While potentially striking in a COVID context, largely due to the novelty of the pandemic and the relatively uncharted roadmap of how companies will handle the large-scale return to offices following months of lockdowns and remote working across the U.S., employer requests for substantiation to justify an employee’s request for accommodation in connection with a disability (or in this case, a medical condition that may put them at a higher risk during COVID) are far from novel. Nonetheless, the situation at hand – medical information request forms, included – sheds light on just one of the many issues that employers now face as states lift stay-at-home orders and put an end to non-essential business closure mandates.

Many of those issues center on employee privacy and information security, which will inevitably prove to be among the most important concerns for employers in light of the COVID landscape. 

“Despite the pressing need to protect employees’ health, employers cannot forget their obligation to protect employees’ privacy,” according to Cohen & Gresser LLP’s Christian Everdell and Marvin J. Lowenthal, who say that three of the most common safety measures that many employers are considering and/or are already using to protect their employees – temperature screening, medical testing, and contact tracing – come with a variety of relevant privacy regulations that companies must consider. 

The Americans with Disabilities Act (“ADA”), for instance, requires that any mandatory medical test for employees, such as the temperature screenings be “job related and consistent with business necessity.” Everdell and Lowenthal note that the Equal Employment Opportunity Commission (“EEOC”) has issued guidance explaining that employers may take steps, such as requiring temperature checks, in order “to determine if employees entering the workplace have COVID-19 because an individual with the virus will pose a direct threat to the health of others.” Similarly, the EEOC permits ADA-covered employers to ask employees if they are experiencing COVID symptoms, such as fever, chills, cough, shortness of breath, or sore throat. 
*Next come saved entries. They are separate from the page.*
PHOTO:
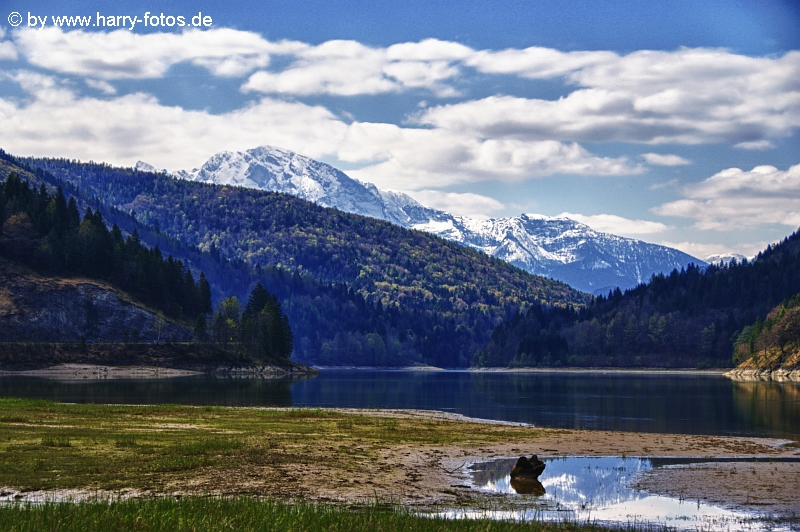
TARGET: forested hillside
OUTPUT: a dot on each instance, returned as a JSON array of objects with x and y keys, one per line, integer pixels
[
  {"x": 690, "y": 318},
  {"x": 46, "y": 231},
  {"x": 356, "y": 290},
  {"x": 772, "y": 342}
]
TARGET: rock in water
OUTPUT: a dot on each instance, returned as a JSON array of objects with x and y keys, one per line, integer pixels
[{"x": 527, "y": 468}]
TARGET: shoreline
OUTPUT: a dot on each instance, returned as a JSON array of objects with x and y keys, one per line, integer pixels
[
  {"x": 75, "y": 371},
  {"x": 424, "y": 475},
  {"x": 294, "y": 369},
  {"x": 648, "y": 371}
]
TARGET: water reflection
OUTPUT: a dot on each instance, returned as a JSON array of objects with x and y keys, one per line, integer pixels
[
  {"x": 636, "y": 402},
  {"x": 181, "y": 390},
  {"x": 595, "y": 489}
]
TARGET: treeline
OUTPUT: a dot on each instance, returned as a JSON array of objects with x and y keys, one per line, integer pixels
[
  {"x": 260, "y": 331},
  {"x": 356, "y": 290},
  {"x": 690, "y": 318},
  {"x": 773, "y": 341},
  {"x": 46, "y": 232}
]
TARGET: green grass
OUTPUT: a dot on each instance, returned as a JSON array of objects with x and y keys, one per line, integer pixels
[
  {"x": 212, "y": 514},
  {"x": 169, "y": 448}
]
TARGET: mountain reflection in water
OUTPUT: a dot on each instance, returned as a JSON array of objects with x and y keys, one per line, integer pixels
[
  {"x": 581, "y": 489},
  {"x": 681, "y": 403}
]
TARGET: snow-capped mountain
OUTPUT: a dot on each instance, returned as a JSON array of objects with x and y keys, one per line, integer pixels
[
  {"x": 560, "y": 248},
  {"x": 724, "y": 258},
  {"x": 566, "y": 250}
]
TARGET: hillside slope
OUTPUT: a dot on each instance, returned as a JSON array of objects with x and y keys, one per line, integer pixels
[
  {"x": 686, "y": 319},
  {"x": 770, "y": 347},
  {"x": 560, "y": 248},
  {"x": 35, "y": 308},
  {"x": 356, "y": 290}
]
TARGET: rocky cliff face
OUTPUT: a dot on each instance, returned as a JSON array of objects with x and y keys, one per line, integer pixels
[{"x": 35, "y": 308}]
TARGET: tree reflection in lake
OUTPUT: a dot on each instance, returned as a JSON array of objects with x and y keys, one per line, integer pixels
[{"x": 681, "y": 403}]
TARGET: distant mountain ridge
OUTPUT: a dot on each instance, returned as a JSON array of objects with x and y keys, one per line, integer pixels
[{"x": 560, "y": 248}]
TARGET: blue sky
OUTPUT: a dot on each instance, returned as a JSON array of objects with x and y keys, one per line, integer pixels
[{"x": 675, "y": 123}]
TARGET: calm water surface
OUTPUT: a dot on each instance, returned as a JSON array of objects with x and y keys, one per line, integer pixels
[
  {"x": 582, "y": 489},
  {"x": 639, "y": 402}
]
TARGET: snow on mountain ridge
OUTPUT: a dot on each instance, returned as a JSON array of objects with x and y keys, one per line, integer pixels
[{"x": 557, "y": 247}]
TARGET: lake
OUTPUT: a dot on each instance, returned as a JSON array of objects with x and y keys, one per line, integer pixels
[{"x": 700, "y": 403}]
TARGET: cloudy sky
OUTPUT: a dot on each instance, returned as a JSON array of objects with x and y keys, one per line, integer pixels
[{"x": 676, "y": 124}]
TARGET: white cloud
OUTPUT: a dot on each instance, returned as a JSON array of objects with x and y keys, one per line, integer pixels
[
  {"x": 689, "y": 96},
  {"x": 611, "y": 223},
  {"x": 348, "y": 68},
  {"x": 103, "y": 86},
  {"x": 122, "y": 130},
  {"x": 460, "y": 204},
  {"x": 734, "y": 199},
  {"x": 422, "y": 158},
  {"x": 685, "y": 96},
  {"x": 8, "y": 51},
  {"x": 536, "y": 62},
  {"x": 124, "y": 54},
  {"x": 658, "y": 159},
  {"x": 759, "y": 145},
  {"x": 703, "y": 250}
]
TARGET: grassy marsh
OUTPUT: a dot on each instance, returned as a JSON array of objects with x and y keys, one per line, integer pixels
[
  {"x": 173, "y": 448},
  {"x": 240, "y": 513}
]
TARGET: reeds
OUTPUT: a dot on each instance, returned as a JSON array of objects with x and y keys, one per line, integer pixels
[{"x": 212, "y": 514}]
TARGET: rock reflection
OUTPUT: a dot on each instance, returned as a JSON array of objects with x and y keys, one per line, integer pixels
[
  {"x": 584, "y": 489},
  {"x": 527, "y": 486}
]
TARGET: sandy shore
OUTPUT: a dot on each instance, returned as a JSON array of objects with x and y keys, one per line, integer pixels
[
  {"x": 428, "y": 476},
  {"x": 438, "y": 476},
  {"x": 91, "y": 371}
]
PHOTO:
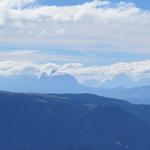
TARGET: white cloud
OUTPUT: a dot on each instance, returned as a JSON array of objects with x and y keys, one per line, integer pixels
[
  {"x": 123, "y": 26},
  {"x": 81, "y": 72}
]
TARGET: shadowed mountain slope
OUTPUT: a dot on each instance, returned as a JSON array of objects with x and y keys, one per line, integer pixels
[{"x": 71, "y": 122}]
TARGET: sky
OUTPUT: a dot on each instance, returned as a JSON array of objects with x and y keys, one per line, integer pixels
[{"x": 91, "y": 34}]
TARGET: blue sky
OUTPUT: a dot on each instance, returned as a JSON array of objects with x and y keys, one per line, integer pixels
[
  {"x": 94, "y": 34},
  {"x": 93, "y": 40}
]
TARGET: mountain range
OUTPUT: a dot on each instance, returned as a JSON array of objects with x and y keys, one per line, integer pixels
[
  {"x": 72, "y": 122},
  {"x": 68, "y": 84}
]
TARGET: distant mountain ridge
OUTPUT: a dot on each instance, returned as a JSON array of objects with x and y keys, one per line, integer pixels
[{"x": 66, "y": 83}]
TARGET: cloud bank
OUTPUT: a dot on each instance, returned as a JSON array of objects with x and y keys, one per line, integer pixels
[
  {"x": 88, "y": 27},
  {"x": 81, "y": 72}
]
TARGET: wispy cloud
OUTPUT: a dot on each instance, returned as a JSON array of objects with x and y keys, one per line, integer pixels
[
  {"x": 123, "y": 26},
  {"x": 81, "y": 72}
]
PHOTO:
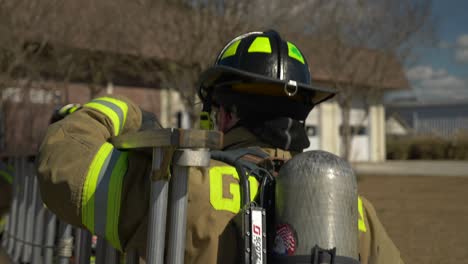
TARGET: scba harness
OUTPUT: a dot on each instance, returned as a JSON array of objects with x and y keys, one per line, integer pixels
[{"x": 261, "y": 232}]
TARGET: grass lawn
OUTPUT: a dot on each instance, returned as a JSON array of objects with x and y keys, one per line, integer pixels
[{"x": 427, "y": 217}]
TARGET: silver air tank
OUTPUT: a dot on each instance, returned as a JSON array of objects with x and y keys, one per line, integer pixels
[{"x": 316, "y": 204}]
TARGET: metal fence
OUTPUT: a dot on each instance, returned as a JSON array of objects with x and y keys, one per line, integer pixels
[{"x": 35, "y": 235}]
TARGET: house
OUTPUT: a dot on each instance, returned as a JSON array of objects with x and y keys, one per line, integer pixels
[
  {"x": 396, "y": 126},
  {"x": 364, "y": 76},
  {"x": 437, "y": 119},
  {"x": 100, "y": 41}
]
All the while, employers are allowed to keep logs of such information, but must maintain the confidentiality of the results of any employee medical examinations “as a confidential medical record in compliance with the ADA,” including by storing such information “separately from the employee’s personnel file,” thereby, limiting access to this confidential information. 
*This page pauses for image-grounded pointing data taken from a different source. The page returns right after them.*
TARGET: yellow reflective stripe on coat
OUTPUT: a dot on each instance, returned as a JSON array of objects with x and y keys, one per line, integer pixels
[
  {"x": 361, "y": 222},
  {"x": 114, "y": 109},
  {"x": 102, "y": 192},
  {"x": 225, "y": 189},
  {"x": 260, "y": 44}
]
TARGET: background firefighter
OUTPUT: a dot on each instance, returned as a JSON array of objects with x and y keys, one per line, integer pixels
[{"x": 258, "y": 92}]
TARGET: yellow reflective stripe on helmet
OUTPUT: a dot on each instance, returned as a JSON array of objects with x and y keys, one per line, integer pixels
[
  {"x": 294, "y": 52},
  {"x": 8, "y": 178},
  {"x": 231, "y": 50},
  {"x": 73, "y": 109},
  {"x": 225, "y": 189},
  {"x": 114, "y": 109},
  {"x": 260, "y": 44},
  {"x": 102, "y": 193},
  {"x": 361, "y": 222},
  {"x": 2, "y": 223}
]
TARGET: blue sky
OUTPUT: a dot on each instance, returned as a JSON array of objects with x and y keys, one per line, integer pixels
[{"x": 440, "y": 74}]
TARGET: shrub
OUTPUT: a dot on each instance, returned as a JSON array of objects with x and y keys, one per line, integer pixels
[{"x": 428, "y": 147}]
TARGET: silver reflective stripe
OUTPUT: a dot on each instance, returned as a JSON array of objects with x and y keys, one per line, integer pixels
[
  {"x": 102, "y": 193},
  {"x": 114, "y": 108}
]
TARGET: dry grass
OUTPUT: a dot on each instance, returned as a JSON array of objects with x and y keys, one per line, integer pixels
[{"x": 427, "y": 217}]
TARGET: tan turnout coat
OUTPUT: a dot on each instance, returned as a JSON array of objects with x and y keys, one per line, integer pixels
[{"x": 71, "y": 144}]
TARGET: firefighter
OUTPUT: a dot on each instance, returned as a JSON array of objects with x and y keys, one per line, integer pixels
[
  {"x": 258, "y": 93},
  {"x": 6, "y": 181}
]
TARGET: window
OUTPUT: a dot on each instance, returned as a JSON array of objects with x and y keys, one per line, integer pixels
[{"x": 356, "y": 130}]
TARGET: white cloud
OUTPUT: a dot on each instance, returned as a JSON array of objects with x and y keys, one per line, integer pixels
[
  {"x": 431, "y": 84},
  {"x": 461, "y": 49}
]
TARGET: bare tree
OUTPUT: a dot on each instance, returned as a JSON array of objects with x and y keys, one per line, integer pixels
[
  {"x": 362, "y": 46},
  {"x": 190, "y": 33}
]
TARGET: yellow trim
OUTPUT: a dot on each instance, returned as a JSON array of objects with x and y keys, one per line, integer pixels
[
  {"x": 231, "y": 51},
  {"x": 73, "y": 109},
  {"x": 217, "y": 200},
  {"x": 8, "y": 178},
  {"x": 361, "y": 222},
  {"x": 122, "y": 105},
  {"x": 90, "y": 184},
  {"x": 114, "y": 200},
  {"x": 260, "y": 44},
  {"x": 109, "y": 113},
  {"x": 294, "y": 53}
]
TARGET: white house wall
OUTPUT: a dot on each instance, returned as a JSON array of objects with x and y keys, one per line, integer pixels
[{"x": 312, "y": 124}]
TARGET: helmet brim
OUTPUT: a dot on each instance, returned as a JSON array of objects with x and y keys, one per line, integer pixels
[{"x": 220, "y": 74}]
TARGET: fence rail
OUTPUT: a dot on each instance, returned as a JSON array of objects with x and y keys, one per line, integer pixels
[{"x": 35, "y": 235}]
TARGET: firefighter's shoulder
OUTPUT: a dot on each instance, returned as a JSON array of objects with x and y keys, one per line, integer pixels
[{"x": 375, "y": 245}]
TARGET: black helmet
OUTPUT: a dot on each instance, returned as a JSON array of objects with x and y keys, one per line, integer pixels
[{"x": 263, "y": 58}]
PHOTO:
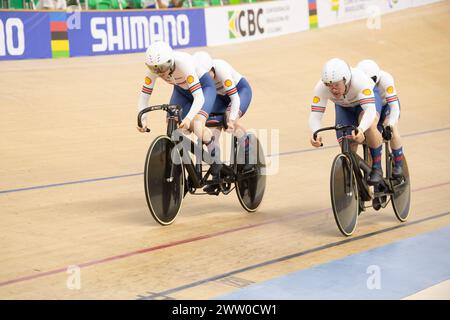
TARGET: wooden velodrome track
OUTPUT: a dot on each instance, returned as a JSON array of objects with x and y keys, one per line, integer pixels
[{"x": 72, "y": 120}]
For California-based companies, the California Consumer Privacy Act (“CCPA”) regulates the collection of a California resident’s personal information, but as Everdell and Lowenthal state, it contains a limited exemption for employers “when implementing [certain] safeguards against COVID-19,” but they must still “comply with the CCPA’s notice provisions (e.g. they must inform employees about the categories of personal information to be collected and the purposes for which that information will be used) and its data protection provisions, as well.”

Additionally, on a high level, employers – regardless of where they or their employees are located – need to carefully consider what data they are actually collecting, how the data will be used and stored, and who will be able to access it.

Ultimately, many employers are only just beginning to embark on what may prove to be a lengthy effort to protect employees from COVID. “As different employers apply these safety measures in a variety of situations, legal questions and concerns will no doubt arise that were not anticipated at the outset,” per Everdell and Lowenthal. More than that, it is likely that “legislatures and regulators [will] impose rules governing the use of certain safety measures,” as Senators Maria Cantwell and Bill Cassidy did in June when they introduced the Exposure Notification Privacy Act, which seeks to regulate contact tracing apps.

“Given how rapidly the applicable laws and regulations may change,” they say that “employers should work with their compliance teams and legal counsel to implement appropriate safety measure to protect their employees and to ensure those measures remain compliant as the law evolves.”